Quando o fenômeno explodiu, naturalmente saímos todos a tentar compreendê-lo e muita coisa (muita mesmo) foi produzida pela mídia neste sentido. Uma charge especialmente engraçada mostrava um grupo de rolezinho correndo da polícia; em seguida o grupo aparece correndo em sentido oposto, agora de sociólogos.
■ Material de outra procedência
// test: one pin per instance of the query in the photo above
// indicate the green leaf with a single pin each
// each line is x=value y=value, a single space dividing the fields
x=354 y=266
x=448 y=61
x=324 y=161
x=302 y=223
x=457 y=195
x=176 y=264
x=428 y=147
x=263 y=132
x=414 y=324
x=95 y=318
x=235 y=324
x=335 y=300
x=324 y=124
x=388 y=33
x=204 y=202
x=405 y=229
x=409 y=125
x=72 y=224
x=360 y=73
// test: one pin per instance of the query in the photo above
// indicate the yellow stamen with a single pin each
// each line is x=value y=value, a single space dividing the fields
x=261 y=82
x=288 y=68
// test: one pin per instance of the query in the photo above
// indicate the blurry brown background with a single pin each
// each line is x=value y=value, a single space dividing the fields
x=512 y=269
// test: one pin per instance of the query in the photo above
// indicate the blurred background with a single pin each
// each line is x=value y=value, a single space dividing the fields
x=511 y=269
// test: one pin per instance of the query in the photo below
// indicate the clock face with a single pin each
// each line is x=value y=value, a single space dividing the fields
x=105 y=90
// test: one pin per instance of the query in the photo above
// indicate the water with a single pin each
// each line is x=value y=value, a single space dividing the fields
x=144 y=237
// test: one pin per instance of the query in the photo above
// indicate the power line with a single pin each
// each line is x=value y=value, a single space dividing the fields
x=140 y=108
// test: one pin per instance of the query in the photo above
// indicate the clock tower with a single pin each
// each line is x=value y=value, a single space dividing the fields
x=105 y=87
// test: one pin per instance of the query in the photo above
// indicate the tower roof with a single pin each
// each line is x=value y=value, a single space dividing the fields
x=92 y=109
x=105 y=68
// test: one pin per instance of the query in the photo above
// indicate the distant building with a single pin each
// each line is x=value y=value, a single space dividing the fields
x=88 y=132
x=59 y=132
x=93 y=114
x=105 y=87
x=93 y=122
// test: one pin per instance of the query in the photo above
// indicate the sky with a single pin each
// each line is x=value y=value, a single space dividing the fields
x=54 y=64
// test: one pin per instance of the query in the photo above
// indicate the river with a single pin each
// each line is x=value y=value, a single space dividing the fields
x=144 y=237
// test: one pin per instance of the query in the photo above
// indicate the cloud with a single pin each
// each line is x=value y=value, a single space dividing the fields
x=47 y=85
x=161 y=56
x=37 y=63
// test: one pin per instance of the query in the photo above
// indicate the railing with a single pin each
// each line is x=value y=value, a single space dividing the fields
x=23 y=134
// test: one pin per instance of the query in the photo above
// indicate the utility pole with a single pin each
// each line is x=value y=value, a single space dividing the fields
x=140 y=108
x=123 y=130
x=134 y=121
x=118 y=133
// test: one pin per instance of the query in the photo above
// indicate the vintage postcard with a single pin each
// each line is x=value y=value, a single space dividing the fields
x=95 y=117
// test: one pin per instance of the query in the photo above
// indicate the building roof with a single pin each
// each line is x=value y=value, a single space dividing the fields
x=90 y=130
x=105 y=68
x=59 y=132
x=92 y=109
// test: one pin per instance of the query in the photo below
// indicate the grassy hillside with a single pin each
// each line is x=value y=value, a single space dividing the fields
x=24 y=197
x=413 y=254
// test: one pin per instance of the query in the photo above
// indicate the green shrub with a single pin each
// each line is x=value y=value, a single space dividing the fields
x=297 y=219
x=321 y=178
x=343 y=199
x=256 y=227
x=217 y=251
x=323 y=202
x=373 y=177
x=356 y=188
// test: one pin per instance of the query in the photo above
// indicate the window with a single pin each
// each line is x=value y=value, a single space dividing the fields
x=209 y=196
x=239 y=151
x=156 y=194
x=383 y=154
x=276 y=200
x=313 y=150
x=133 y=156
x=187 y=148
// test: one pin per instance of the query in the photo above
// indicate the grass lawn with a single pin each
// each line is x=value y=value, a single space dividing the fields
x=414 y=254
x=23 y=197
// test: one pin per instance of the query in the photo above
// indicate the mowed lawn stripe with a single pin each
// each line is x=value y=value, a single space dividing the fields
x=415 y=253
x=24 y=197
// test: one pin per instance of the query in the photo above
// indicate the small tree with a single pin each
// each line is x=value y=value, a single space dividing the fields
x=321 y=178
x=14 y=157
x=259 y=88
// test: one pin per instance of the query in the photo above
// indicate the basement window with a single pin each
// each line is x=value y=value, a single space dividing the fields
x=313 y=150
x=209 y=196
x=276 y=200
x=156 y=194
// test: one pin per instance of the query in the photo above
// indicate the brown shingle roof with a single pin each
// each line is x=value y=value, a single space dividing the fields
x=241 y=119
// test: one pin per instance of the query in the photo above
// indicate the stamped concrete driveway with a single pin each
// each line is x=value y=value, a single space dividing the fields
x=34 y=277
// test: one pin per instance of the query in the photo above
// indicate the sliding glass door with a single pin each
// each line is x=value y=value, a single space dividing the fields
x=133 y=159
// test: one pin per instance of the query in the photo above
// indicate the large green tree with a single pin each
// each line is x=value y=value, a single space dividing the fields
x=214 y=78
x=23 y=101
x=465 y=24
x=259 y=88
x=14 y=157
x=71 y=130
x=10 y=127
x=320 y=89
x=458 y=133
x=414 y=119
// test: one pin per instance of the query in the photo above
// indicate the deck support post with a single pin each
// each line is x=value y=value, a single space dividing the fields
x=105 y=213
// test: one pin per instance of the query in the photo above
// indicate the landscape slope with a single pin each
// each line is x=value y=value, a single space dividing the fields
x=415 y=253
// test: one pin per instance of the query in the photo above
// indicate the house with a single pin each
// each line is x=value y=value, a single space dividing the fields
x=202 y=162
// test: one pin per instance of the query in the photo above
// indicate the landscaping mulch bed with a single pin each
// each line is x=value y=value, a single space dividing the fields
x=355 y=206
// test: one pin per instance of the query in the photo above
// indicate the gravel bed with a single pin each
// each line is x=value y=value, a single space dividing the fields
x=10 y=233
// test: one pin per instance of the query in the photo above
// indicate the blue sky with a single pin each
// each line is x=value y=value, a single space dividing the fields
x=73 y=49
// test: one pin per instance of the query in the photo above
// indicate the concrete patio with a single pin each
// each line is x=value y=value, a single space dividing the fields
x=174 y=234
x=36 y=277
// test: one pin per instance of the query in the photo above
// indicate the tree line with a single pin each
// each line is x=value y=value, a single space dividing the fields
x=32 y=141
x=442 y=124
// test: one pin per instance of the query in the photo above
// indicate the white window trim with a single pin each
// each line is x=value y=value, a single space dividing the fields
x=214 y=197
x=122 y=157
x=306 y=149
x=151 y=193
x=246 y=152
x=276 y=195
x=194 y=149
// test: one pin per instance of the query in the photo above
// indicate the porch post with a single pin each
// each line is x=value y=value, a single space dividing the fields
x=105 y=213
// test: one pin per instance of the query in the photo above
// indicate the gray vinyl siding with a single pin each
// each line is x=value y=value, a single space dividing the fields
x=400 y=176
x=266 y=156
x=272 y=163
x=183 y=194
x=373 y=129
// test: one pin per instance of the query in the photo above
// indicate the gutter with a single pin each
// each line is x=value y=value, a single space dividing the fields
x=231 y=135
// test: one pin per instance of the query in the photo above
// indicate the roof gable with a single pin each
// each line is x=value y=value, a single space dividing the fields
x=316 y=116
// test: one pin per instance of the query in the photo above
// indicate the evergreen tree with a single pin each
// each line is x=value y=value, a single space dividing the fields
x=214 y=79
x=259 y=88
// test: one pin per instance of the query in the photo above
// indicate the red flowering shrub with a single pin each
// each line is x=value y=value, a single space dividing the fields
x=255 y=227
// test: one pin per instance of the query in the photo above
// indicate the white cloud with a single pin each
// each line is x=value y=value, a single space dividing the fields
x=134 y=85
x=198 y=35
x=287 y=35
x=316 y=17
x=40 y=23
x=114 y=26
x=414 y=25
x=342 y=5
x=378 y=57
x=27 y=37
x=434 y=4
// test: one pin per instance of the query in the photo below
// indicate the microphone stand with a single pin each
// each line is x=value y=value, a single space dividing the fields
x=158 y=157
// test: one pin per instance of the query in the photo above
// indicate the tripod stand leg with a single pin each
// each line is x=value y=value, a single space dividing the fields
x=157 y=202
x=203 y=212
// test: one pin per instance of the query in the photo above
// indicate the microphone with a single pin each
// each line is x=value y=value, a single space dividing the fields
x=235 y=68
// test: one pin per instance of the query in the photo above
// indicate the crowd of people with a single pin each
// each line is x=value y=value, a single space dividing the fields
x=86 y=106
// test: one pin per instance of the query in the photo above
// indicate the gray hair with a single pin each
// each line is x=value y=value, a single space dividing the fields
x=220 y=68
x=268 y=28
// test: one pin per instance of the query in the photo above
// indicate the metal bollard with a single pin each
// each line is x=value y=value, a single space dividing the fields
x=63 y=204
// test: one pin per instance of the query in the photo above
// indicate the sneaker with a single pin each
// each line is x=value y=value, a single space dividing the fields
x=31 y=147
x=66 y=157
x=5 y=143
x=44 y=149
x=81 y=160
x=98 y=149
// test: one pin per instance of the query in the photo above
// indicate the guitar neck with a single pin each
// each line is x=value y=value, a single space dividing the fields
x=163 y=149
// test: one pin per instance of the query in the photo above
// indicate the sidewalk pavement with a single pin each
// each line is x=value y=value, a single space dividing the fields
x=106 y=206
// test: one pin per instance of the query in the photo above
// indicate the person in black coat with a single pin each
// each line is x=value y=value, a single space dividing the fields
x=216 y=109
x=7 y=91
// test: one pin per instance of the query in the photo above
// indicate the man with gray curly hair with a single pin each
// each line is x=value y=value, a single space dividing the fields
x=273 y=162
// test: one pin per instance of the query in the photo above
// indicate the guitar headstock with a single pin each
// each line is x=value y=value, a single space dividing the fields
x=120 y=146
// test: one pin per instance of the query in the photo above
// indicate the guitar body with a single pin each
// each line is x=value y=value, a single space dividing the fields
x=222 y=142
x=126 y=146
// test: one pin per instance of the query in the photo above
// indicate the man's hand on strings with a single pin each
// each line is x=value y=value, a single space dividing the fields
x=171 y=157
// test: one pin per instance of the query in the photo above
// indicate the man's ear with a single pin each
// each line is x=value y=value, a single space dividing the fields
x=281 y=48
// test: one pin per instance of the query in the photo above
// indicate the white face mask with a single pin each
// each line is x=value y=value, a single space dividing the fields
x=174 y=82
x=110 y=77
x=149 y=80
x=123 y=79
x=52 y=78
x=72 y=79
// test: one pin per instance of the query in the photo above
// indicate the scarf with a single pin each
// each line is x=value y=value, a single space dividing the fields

De um lado, podemos diferenciar o plano da experiência -o que os jovens estão buscando e como compreendem o que fazem- e o plano da análise, que vê nos rolezinhos o sintoma de algo mais amplo, bem além da intenção de seus participantes. De outro, podemos perceber que os participantes dos rolezinhos não estão dispostos a serem transformados em massa de manobra; terem sua potência de mobilização apropriada por outras causas. Foi assim também com os manifestantes de junho. Eles também se organizavam via redes sociais e não se filiavam a nenhuma organização. Partidos políticos e grupos organizados por causas sociais não têm conseguido este poder de mobilização e tentam pegar carona na vitalidade destas expressões espontâneas. Felizmente, penso, não tem conseguido.
Nas últimas semanas, os rolezinhos já desapareceram dos shoppings, desfazendo a cena armada pela polícia, pelos grupos sociais organizados e pela mídia. Neste fim de semana de aniversário de São Paulo, houve um rolezinho no parque do Ibirapuera, com a característica correria de meninas quando viam chegar suas celebridades, e sem brigas. Enquanto isto, uma manifestação contra a copa partiu do Masp, nos moldes daquelas de junho, seguiu para o centro. Um grupo de blackblocs partiu para o de sempre já no centro e acabou encurralado e muitos membros foram detidos na Rua Augusta.
E os shoppings? Ao fecharem suas portas preventivamente, fazem o serviço de nos lembrar- ou ensinar para quem não sabia- que eles não são um espaço público. Eles ensinam ao jovens da periferia aquilo que vinha sendo escondido deles nos últimos anos: não basta ser consumidor para ser cidadão.